Migrants aboard a navy ship before disembarking in the Sicilian harbor of Augusta on June 1. Italian Navy patrol ships rescued more than 3,500 migrants, including hundreds of women and children, from boats coming from North Africa, authorities said on Saturday. Prime Minister Matteo Renzi called for help from the European Union.

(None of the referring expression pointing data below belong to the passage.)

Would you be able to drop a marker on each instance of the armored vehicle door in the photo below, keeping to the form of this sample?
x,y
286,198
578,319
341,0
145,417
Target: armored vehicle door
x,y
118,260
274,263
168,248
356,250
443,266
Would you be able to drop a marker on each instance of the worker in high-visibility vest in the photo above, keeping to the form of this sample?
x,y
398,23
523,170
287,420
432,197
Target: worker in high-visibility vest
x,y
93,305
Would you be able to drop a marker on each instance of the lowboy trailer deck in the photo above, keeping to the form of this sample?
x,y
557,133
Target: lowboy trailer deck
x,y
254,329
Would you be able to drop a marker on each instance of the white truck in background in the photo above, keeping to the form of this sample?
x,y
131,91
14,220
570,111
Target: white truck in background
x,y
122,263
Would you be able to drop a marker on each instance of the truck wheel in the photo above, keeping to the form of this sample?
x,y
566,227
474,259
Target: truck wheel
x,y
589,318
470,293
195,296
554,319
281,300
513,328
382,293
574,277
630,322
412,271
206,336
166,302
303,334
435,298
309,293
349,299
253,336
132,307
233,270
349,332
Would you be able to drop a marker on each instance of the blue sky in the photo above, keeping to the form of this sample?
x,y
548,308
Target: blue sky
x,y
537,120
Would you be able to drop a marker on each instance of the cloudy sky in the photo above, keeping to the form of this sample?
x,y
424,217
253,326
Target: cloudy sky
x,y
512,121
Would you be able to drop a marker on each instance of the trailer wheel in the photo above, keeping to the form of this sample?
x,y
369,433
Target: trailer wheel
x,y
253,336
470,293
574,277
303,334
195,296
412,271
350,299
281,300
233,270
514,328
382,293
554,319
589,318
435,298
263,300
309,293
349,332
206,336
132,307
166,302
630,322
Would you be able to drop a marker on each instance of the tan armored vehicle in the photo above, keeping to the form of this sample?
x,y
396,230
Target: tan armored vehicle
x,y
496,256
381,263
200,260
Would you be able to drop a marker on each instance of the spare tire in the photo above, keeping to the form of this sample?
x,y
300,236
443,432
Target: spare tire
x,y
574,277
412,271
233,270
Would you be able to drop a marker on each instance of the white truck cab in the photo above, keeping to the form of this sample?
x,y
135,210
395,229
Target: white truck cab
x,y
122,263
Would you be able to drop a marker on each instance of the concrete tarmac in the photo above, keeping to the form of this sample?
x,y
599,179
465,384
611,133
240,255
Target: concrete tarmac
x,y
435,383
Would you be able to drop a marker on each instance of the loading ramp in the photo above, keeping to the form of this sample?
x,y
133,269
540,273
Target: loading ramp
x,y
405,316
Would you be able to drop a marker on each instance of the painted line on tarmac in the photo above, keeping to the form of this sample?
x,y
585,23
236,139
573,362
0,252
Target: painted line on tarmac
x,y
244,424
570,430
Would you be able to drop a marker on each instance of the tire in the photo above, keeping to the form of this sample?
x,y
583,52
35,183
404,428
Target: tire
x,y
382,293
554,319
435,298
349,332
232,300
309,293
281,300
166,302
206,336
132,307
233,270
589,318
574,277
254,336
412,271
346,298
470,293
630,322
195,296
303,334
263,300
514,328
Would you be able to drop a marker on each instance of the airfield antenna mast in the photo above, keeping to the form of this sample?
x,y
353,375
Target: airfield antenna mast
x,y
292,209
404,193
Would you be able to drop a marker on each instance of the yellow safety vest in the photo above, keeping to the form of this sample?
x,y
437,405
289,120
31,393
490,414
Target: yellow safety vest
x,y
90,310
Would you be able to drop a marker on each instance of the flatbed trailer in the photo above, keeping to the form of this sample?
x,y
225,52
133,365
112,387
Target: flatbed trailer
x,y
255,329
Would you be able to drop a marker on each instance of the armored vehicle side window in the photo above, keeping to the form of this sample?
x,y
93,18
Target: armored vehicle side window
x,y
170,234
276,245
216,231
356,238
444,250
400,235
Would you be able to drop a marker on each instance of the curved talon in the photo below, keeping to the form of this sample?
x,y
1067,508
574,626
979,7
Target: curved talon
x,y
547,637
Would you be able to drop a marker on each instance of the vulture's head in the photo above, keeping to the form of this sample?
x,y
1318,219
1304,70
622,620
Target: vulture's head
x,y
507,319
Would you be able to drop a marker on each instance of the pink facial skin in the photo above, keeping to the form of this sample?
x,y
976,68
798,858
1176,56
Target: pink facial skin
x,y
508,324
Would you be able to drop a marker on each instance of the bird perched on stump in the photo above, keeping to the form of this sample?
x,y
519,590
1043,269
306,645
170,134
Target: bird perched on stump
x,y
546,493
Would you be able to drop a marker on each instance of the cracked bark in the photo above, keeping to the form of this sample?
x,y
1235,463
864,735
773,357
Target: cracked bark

The rescues, which the Italian Coast Guard said have been going on since Friday evening, are the latest in a seemingly endless succession as the chronic migrant crisis in the southern Mediterranean has picked up this year. A total of 3,612 migrants from Syria and North Africa were picked up from 11 boats and taken to ports in Sicily and the Mediterranean island of Lampedusa. Some 43,000 people have crossed from North Africa to Italy so far this year, the same amount as in the whole of 2013, the coast guard said.

 

Thirsty for Land

Armed forces from Malta toss bottles of water to a group of about 180 illegal immigrants during a rescue operation—the immigrants’ vessel ran into engine trouble southwest of Malta—on Sept. 25, 2005. 

 

Lean on Me

Syrian boys walk shoulder to shoulder in the rain at the Boynuyogun refugee camp on the Turkey-Syria border in Hatay Province, Turkey, on Feb. 8, 2012. 

 

 

This article was originally posted on Take Part.